A variety of emotions and personal experiences will all be translated into art as part of ‘Tomorrows/Today’, a special project taking centre stage at the Cape Town Art Fair, taking place from Friday to Sunday, February 19 to 21, at the Cape Town International Convention Centre. Featuring a rich array of mediums including installation, video, drawing, sculpture, painting and photography, the special project will give art enthusiasts, investors and collectors the opportunity to experience the works of eight emerging artists from around the continent.

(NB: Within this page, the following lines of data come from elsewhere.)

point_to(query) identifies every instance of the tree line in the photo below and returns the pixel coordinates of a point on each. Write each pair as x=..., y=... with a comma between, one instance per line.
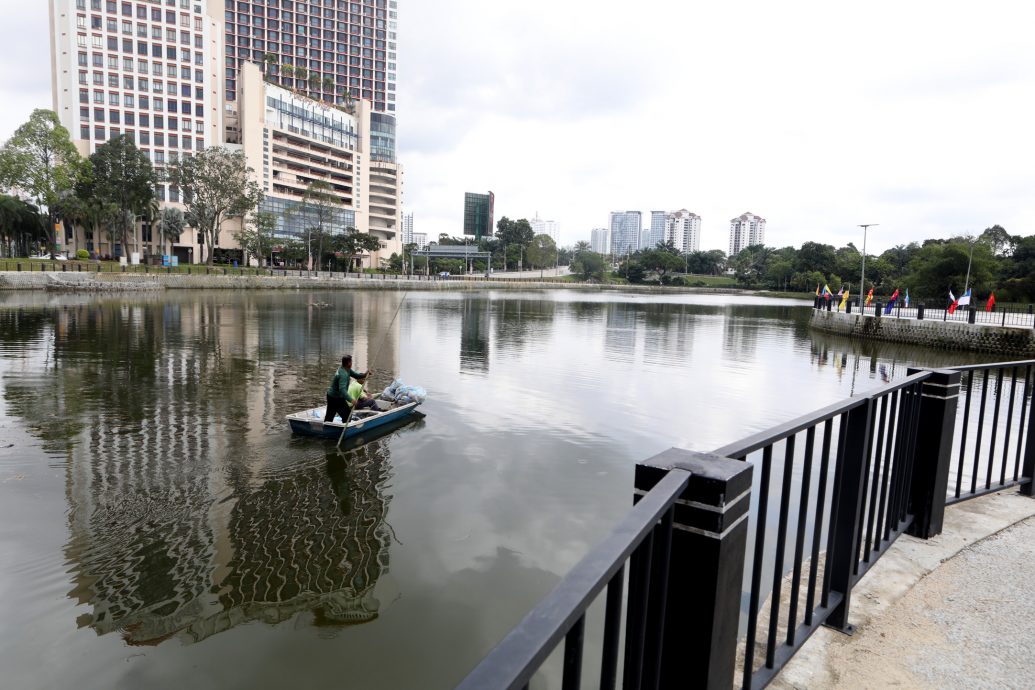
x=114, y=188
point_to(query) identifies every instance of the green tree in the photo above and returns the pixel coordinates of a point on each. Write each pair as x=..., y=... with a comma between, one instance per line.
x=352, y=243
x=588, y=266
x=40, y=160
x=216, y=185
x=123, y=176
x=170, y=225
x=257, y=236
x=541, y=252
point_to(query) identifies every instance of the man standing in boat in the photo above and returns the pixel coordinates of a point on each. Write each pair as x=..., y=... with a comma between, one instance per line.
x=338, y=400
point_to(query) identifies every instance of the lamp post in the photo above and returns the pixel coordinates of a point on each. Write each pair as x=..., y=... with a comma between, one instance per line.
x=862, y=278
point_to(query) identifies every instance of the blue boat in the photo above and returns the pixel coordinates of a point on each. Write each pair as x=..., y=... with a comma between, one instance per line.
x=309, y=422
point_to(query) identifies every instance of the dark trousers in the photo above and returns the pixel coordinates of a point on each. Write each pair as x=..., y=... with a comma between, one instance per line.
x=336, y=406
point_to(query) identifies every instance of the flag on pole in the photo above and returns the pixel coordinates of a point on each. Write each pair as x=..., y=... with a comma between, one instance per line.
x=891, y=302
x=955, y=303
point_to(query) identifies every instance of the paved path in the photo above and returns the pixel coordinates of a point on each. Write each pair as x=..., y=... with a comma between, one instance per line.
x=955, y=611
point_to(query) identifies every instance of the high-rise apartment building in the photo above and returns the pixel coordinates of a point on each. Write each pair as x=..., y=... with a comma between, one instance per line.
x=683, y=230
x=293, y=142
x=599, y=240
x=329, y=50
x=625, y=229
x=144, y=69
x=478, y=214
x=658, y=220
x=746, y=230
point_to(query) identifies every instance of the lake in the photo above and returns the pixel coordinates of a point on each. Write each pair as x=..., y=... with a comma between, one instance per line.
x=160, y=527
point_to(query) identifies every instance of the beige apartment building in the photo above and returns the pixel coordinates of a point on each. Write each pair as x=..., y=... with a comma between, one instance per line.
x=154, y=70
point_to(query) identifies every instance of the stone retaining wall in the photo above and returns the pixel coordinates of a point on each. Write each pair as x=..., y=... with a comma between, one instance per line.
x=940, y=334
x=134, y=281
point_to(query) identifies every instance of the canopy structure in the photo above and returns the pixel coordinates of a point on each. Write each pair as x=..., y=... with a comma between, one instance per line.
x=467, y=252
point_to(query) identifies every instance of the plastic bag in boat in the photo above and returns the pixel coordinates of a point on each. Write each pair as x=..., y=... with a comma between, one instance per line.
x=400, y=392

According to curators Azu Nwagbogu and Ruth Simbao, whose contribution to the special project is the title ‘Consuming Us’, “This special project aims to open up ideas about consumption by playfully yet seriously considering the ways in which tomorrow’s artists cannot and should not be pinned down by today’s ideas. Furthermore, it contemplates the ways in which human beings are consumed by so many aspects of life. ‘Consuming Us’ provides a platform for the eight artists to speak about the ideas and concerns – whether small, large, positive, negative, tangled or in-between – that consume them.”
The artists include Thania Petersen of Everard Read, Rehema Chachage from Circle Art Agency, Gresham Tapiwa Nyaude from First Floor Gallery, Masimba Hwati from SMAC, Laura Windvogel (AKA Lady Skollie) of WorldArt, ruby onyinyechi amanze from Goodman Gallery, Kyle Morland from Blank and Mathias Chirombo of Gallery Noko.
Petersen, who describes her work as quite theatrical in style, gives a voice to her community – Indonesian descendants living in South Africa. She will be showing a video titled ‘Baqa’ alongside her ‘Rampies’ installation. Together the two engage the senses and speak of the Cape Malay people’s spiritual rituals. She will also be presenting a second body of work called ‘Botanical Imperialism’, comprised of two photographs highlighting the impact of colonialism both on the natural environment and Petersen’s people.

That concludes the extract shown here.